In 0B2-PfTrpB, the SPM for the closed state contains a much larger number of positions (110), in comparison with the one for the open state (55) and the default SPM (47, see Fig. 7). This comparison suggests that the distal mutations introduced in 0B2-PfTrpB stabilise the closed state, thus enhancing the communication between the COMM domain, the active site, and the interface region between the beta subunits. This fact is also in line with the reconstructed FELs reported in the previous section, and the well-tempered metadynamics published in the previous study that show the stabilisation of the catalytically competent closed state.¹⁹ The SPM for the closed state actually contains a higher number of DE mutations (3 are contained, 3 are adjacent), especially if compared with the default SPM (1 mutation is contained in the path, 4 are adjacent, 1 is distal). The SPM obtained from the distance matrix generated from the individual contributions of the closed and open state contains a reduced number of positions (37), and actually is very similar to the default SPM (47 residues identified).

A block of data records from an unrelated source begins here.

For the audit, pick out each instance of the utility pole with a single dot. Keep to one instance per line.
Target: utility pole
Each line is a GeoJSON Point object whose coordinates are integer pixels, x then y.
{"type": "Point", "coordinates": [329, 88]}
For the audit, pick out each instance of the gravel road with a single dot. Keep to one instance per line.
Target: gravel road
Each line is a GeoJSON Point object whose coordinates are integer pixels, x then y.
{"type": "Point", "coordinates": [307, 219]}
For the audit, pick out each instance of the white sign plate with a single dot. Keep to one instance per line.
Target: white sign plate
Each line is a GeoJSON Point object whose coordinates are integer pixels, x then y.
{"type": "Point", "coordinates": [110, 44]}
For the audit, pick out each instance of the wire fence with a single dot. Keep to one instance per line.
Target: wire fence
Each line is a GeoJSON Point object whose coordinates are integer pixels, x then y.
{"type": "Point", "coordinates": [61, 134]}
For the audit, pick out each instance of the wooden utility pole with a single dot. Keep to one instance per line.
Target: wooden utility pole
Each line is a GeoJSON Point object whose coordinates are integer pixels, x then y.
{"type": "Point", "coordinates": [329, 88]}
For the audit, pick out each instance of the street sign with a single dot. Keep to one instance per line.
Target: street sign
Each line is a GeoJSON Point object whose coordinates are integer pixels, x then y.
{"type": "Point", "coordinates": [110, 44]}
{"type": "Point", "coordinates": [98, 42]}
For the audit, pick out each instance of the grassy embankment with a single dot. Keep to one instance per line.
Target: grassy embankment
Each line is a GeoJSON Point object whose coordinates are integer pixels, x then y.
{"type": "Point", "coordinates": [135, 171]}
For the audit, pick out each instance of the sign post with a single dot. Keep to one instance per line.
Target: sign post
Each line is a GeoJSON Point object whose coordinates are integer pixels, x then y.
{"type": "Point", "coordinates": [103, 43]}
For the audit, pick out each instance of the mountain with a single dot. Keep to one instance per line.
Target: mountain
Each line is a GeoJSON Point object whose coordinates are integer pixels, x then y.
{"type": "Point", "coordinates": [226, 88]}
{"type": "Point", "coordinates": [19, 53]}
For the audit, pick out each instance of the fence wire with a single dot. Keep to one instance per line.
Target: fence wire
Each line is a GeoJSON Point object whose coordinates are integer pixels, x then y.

	Fig. 7 Computed SPM of 0B2-PfTrpB. Representation of the generated SPM graphs using the last 20 ns of the MD trajectories with: (A) default settings (i.e., considering a threshold of 6.0 Å for the distance matrix computed from the MD data without any filtering of structures), (B) only the distance information from the structures that present a closed conformation of the COMM domain, (C) only the distance information from the open structures of the COMM, and (D) combining the distance information of (B) and (C). The number of contained residues in the SPMs is shown (N). Directed evolution (DE) mutations³⁷ are labelled and highlighted in yellow if contained in the SPM, or green if not contained but making non-covalent interactions with SPM positions. The size of spheres and the thickness of edges in the SPM plots are weighted according to their importance for the conformational dynamics of the enzyme: those pairs of residues that have a higher contribution to the conformational dynamics are represented with a thicker edge and larger sphere. In all cases, a threshold for the significance of 0.3 is used.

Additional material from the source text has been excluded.